Я нахмурился и сурово покашлял. На мой взгляд, эротичного в Яне было не больше, чем в пластмассовом манекене в витрине, но в те благословенные времена, когда обнаженное женское тело еще не лезло в глаза со всех экранов, обложек и объявлений, на голый манекен тоже постеснялись бы глазеть – во всяком случае, прилюдно. Я так точно не собирался созерцать ничего подобного.
Яна сосредоточенно орудовала вентилями, время от времени пробуя воду пальчиком и то тихо ойкая, то шипя в зависимости от результата. Я кашлянул еще раз, погромче.
– Что? – она повернулась, изогнувшись так, что стали заметны розовые девичьи соски, и непонимающе уставилась на меня.
– Занавеску задерни, пожалуйста, – спокойно попросил я. – Не надо тут разгуливать в…
Я хотел сказать “в чем мать родила”, но потом вспомнил, что никакая мать не рождала ни Яну, ни ее земное обличье, а потому просто закончил:
– … в голом виде.
– Прости, – она улыбнулась, вздернув верхнюю губу и блеснув белыми зубками. – Все никак не привыкну.
Занавеска задернулась, и через минуту наконец-то летним ливнем зашумел душ. Я был готов поклясться, что вся эта мизансцена была разыграна специально, с одним только ей понятным умыслом, да только со мной такие номера не проходят.
Я стоял у открытого окна и дымил сигаретой, глядя как утро встает над широкими пустырями между Лесным проспектом и далекой Чугунной. По железной дороге на высокой насыпи тяжко прогромыхал длинный состав из товарных вагонов и грязно-бурых цистерн. Легкие неприятно стискивало и жгло: кажется, в последнее время я курил слишком много.
Шум воды стих. Зазвенела кольцами занавеска. Яна вышла, завернутая до подмышек в линялое желтое махровое полотенце, а второе, с рисунком жар-птицы, было накручено на голове, как тюрбан, по обычаю женщин всех цивилизаций Вселенной.
Она подхватила с пола босоножки и сарафан, я взял миску с пирогами, и мы отправились в комнату. Яна шла впереди, вертя бедрами с дерзкой грацией девчонки-подростка, которая совсем недавно осознала, что привлекает мужское внимание.
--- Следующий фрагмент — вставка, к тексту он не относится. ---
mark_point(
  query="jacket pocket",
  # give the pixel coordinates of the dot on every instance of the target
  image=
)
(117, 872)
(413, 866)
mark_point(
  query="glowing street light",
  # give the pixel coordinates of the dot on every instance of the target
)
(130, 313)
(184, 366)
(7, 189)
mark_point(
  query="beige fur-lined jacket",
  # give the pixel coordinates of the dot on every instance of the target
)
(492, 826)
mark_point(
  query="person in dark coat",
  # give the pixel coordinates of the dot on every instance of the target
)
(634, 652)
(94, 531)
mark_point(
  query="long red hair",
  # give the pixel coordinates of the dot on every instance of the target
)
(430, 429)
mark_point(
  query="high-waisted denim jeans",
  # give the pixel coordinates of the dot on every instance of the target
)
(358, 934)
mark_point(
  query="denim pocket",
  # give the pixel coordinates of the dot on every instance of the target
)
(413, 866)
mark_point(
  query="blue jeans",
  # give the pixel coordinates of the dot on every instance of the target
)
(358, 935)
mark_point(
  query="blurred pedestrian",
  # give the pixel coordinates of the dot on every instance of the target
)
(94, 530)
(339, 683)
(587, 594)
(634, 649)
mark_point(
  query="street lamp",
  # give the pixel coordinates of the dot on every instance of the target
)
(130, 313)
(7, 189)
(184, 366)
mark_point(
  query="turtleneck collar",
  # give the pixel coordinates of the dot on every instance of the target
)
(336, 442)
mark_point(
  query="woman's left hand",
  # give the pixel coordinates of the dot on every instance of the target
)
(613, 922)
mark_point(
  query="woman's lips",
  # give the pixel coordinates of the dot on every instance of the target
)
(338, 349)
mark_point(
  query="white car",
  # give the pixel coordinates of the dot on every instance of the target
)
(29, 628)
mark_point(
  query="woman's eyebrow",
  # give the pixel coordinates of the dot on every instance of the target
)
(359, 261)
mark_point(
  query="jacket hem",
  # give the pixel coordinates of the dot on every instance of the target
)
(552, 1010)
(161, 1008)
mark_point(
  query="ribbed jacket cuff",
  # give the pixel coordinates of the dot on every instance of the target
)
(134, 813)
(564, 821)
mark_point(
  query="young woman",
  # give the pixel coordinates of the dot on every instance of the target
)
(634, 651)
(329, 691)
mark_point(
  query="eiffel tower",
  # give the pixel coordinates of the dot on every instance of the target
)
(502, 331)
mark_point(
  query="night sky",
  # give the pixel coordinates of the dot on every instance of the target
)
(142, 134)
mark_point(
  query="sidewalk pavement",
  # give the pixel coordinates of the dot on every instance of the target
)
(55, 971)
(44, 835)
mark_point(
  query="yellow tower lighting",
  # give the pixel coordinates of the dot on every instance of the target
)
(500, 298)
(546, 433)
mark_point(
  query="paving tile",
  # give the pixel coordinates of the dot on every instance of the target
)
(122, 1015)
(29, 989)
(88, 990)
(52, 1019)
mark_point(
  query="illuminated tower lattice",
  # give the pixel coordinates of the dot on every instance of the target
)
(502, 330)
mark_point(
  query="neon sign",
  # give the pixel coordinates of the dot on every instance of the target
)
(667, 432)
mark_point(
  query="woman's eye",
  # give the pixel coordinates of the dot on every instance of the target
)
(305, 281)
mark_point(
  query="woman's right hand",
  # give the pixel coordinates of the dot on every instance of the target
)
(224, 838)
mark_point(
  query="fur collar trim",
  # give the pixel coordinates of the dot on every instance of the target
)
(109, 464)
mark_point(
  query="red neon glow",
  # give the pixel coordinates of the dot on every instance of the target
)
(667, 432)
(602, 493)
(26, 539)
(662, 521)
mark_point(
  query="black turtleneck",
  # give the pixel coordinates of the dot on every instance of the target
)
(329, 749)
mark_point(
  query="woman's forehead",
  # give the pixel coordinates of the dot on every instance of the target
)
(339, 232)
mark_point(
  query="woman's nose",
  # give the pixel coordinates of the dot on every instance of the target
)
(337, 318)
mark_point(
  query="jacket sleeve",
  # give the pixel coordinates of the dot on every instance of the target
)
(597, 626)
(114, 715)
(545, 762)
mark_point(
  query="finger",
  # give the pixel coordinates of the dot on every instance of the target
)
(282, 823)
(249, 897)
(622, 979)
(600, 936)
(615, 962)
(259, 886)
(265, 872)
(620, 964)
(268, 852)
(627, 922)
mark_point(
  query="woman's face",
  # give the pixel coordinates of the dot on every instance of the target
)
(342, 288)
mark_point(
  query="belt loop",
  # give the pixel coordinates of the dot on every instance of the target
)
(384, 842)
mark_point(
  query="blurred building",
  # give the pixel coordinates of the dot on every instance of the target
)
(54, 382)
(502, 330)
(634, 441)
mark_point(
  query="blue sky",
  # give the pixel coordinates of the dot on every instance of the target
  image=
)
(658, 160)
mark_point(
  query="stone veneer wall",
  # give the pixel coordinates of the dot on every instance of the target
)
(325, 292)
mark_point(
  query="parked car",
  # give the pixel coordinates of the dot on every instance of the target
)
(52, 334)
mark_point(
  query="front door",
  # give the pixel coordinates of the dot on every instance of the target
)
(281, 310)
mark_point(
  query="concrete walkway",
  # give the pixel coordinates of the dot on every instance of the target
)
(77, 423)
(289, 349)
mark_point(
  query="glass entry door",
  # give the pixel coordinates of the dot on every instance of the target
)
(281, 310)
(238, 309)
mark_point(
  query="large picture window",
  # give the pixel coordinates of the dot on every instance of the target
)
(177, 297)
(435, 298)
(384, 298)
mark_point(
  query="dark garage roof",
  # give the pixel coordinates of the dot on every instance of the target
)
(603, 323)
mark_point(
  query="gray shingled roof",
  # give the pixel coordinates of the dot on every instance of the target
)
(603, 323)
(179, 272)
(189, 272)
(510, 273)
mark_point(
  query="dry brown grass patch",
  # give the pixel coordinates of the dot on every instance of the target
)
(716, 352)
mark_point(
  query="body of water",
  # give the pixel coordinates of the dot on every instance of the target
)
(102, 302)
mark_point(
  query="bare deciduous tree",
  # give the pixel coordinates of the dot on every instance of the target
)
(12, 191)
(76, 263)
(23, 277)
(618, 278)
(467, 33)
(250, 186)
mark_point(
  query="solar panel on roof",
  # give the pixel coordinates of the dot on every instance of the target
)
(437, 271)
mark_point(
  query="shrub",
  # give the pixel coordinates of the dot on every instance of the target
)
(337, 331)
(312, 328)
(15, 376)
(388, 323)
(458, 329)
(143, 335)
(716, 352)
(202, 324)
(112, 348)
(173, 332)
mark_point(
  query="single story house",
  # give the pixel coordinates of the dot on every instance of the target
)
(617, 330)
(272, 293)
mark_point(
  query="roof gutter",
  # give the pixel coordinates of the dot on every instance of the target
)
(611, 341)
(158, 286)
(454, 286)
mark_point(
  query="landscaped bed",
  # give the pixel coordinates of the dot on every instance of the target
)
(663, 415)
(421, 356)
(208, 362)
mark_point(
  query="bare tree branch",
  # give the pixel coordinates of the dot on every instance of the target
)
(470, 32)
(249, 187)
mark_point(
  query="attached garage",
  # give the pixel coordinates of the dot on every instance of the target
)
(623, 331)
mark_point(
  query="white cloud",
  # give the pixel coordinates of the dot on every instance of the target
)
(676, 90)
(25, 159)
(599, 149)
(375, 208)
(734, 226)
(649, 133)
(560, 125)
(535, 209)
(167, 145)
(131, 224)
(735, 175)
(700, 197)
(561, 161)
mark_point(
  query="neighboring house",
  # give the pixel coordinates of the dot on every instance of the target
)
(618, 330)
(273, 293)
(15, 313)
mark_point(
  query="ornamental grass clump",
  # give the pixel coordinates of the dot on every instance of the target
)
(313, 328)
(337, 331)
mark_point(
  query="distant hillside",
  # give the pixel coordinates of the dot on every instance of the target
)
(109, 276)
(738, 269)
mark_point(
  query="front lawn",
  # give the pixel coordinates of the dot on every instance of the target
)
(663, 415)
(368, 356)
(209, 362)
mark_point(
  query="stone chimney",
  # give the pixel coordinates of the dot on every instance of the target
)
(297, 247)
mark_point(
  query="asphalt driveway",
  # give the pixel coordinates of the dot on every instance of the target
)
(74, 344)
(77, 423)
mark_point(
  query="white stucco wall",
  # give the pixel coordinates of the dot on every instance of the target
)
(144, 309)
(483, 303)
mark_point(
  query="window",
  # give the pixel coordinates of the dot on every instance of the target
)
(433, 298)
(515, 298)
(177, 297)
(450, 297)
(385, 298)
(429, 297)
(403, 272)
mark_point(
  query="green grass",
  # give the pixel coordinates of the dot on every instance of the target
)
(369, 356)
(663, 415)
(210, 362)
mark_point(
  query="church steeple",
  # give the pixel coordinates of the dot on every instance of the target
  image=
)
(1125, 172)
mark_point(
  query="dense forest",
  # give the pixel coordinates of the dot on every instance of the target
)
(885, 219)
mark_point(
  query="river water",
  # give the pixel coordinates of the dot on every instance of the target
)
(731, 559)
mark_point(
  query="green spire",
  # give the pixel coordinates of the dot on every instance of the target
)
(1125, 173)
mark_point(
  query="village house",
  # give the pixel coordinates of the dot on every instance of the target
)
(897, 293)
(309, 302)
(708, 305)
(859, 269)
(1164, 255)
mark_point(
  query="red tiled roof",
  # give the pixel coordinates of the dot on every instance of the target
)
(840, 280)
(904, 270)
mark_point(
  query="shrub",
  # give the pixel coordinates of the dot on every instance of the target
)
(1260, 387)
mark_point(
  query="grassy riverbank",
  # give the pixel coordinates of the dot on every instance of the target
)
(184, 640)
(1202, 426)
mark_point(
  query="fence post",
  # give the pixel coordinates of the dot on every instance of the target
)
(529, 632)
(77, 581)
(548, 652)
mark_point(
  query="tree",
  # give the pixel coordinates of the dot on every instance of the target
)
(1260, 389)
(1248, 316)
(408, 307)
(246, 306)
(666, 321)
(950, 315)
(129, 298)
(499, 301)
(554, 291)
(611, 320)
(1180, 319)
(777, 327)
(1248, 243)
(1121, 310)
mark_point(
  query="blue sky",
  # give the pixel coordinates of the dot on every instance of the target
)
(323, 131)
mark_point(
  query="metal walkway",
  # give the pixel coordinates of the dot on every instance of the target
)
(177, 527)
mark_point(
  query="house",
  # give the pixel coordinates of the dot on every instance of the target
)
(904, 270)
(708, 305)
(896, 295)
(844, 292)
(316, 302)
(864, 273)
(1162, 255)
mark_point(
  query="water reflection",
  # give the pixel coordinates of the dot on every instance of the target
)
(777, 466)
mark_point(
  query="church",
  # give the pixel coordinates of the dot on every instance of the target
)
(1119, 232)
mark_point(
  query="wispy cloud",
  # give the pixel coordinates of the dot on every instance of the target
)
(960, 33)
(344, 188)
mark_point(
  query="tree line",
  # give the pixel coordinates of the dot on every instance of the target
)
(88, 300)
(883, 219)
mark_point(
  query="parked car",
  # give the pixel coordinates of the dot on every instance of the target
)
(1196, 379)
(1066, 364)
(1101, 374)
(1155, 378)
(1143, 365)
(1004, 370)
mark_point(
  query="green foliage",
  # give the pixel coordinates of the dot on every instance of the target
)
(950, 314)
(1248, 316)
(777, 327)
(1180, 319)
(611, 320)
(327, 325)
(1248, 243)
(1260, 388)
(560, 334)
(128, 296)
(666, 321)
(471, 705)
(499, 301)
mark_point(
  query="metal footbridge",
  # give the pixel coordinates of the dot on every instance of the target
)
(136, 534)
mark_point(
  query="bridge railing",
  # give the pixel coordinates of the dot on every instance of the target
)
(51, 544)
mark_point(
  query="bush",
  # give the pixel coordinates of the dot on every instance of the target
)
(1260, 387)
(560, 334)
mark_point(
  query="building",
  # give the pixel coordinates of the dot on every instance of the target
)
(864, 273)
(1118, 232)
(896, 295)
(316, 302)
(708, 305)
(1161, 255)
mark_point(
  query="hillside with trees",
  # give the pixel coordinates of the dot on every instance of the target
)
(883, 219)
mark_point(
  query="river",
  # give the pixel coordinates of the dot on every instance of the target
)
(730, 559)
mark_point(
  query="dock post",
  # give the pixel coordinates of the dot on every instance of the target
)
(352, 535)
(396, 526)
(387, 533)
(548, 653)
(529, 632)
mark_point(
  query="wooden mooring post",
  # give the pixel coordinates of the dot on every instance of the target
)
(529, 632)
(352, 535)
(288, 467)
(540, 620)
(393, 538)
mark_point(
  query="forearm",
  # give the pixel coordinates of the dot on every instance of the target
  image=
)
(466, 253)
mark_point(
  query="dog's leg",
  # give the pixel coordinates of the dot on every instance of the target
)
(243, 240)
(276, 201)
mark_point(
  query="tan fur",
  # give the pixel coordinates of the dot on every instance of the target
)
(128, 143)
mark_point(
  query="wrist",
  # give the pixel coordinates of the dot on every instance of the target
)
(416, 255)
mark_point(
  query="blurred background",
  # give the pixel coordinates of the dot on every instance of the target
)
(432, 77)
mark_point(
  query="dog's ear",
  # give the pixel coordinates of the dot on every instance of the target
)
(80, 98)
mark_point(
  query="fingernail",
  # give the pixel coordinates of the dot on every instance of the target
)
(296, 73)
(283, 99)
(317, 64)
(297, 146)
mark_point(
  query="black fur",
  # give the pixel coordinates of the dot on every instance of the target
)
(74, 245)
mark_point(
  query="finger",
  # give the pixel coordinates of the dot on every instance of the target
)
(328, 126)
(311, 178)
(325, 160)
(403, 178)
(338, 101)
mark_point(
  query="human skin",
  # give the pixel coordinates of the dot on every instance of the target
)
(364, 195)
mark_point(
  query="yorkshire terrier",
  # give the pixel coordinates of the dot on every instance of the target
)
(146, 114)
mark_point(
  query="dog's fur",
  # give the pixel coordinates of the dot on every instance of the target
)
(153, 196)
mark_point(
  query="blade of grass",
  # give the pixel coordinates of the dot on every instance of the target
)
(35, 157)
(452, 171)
Савва негромко сопел, завернувшись в одеяло, будто в спальный мешок. Я поставил миску на стол и подошел к Яне:
– Поговорим?
Она стояла почти вплотную, глядя на меня снизу вверх. От нее пахло водопроводной водой и хозяйственным мылом, как от чисто вымытой куклы.
– О чем? – так же тихо отозвалась она.
– Ты обещала, что постараешься мне все объяснить, только позже. Кажется, позже уже наступило.
– Хорошо, – шепнула Яна чуть слышно и слегка улыбнулась. – Отвернись.
За спиной зашуршала легкая ткань, глухо стукнули в пол тяжелые каблуки босоножек. Когда я повернулся, она уже снова оделась, встряхнула руками мокрые волосы, ставшие от влаги тяжелыми и темно-рыжими, словно древняя ржавчина, а в лице ее больше не было ничего насмешливого или легкомысленного.
– Нам понадобится тихое место, где никто не побеспокоит, – сказала Яна. – И желательно не в замкнутом контуре.
– Чтобы поговорить? – глупо спросил я.
– Разговорами здесь не обойдешься, – веско ответила она. – Ты ведь хочешь знать все, не так ли?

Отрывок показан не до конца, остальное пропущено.